Question: Working with huge single-cell matrices in Seurat or monocle3
0
gravatar for kchiou
10 weeks ago by
kchiou0
United States
kchiou0 wrote:

I've been stumped with how to work with large (>1 million cell) datasets in Seurat or monocle3, both of which first convert their expression matrices into sparse matrices.

I'm currently working with a 14693 x 1093036 (gene x cell) matrix containing 3744232095 (>3.7 billion) nonzero values. I am finding that reading the matrix into R as a regular matrix works fine, but converting it into sparse format with Matrix::Matrix(x,sparse=TRUE) fails with the error "Error: cannot allocate vector of size 119.7 Gb".

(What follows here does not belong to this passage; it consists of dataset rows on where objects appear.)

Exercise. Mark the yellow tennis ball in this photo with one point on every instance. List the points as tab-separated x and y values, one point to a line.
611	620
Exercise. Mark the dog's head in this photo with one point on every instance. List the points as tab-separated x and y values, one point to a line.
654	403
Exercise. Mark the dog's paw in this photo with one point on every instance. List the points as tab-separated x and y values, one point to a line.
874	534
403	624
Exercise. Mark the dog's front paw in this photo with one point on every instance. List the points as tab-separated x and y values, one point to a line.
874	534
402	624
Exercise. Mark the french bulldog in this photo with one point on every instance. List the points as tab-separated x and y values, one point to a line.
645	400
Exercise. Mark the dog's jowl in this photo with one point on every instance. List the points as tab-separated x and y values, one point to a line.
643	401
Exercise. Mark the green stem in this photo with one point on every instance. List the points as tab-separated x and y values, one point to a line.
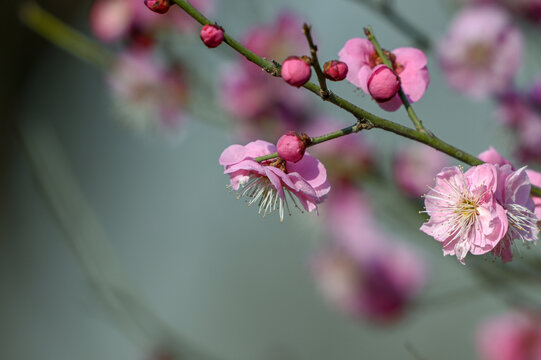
315	62
386	9
356	111
63	36
360	125
411	113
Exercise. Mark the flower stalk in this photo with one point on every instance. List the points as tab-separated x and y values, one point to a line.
411	113
324	92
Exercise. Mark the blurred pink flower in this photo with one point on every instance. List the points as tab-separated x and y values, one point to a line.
267	183
378	288
464	214
152	94
415	166
522	112
350	221
409	63
512	336
481	52
113	20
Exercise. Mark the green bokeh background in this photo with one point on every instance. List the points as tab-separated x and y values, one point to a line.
227	282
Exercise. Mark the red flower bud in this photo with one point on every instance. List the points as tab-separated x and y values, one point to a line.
295	71
335	70
383	83
212	35
158	6
291	147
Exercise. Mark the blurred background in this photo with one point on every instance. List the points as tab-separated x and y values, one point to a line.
120	240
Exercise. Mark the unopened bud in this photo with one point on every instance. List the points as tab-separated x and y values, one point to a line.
383	83
295	71
291	147
212	35
335	70
158	6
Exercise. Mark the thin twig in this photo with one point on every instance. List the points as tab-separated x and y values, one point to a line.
306	29
411	113
386	9
356	111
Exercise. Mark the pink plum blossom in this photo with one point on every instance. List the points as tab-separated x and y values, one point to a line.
295	71
364	271
514	195
383	83
464	214
151	95
350	221
482	52
378	289
408	63
268	183
415	166
335	70
492	156
291	147
212	35
535	179
511	336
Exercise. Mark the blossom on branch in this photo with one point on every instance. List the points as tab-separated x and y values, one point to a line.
464	214
269	184
481	53
483	210
408	63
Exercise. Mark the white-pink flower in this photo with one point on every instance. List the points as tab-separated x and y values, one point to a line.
535	179
514	195
270	183
464	214
481	52
408	63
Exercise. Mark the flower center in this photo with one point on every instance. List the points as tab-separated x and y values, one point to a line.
259	190
467	209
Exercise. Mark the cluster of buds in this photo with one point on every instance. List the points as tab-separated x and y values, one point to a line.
296	71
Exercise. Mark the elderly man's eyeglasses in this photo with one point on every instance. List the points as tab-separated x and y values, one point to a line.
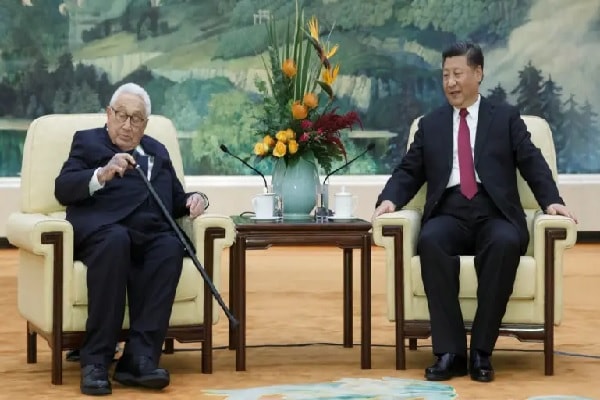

I next tried to convert this to sparse format by writing smaller pieces of the matrix to the hard disk in MatrixMarket (.mtx) format, combining them all outside of R (adjusting row indexes as necessary and writing a header), and then reading it back in with readMM('matrix.mtx'). The resulting sparse matrix works well (it can load into python with scipy.io.mmread()), but fails to import into R with Matrix::readMM(). Now it is giving the error:

Error in validityMethod(as(object, superClass)) :
  long vectors not supported yet: ../../src/include/Rinlinedfuns.h:535

I've tried running this on our university HPC with 2 Tb of memory and tried maximizing the vector heap minimum (--min-vsize) and I still get these errors. Am I hitting the limits for vector storage in R? I don't see any way of proceeding with workflows in Seurat or monocle3 without getting past this issue of huge matrices. Any help or advice would be appreciated!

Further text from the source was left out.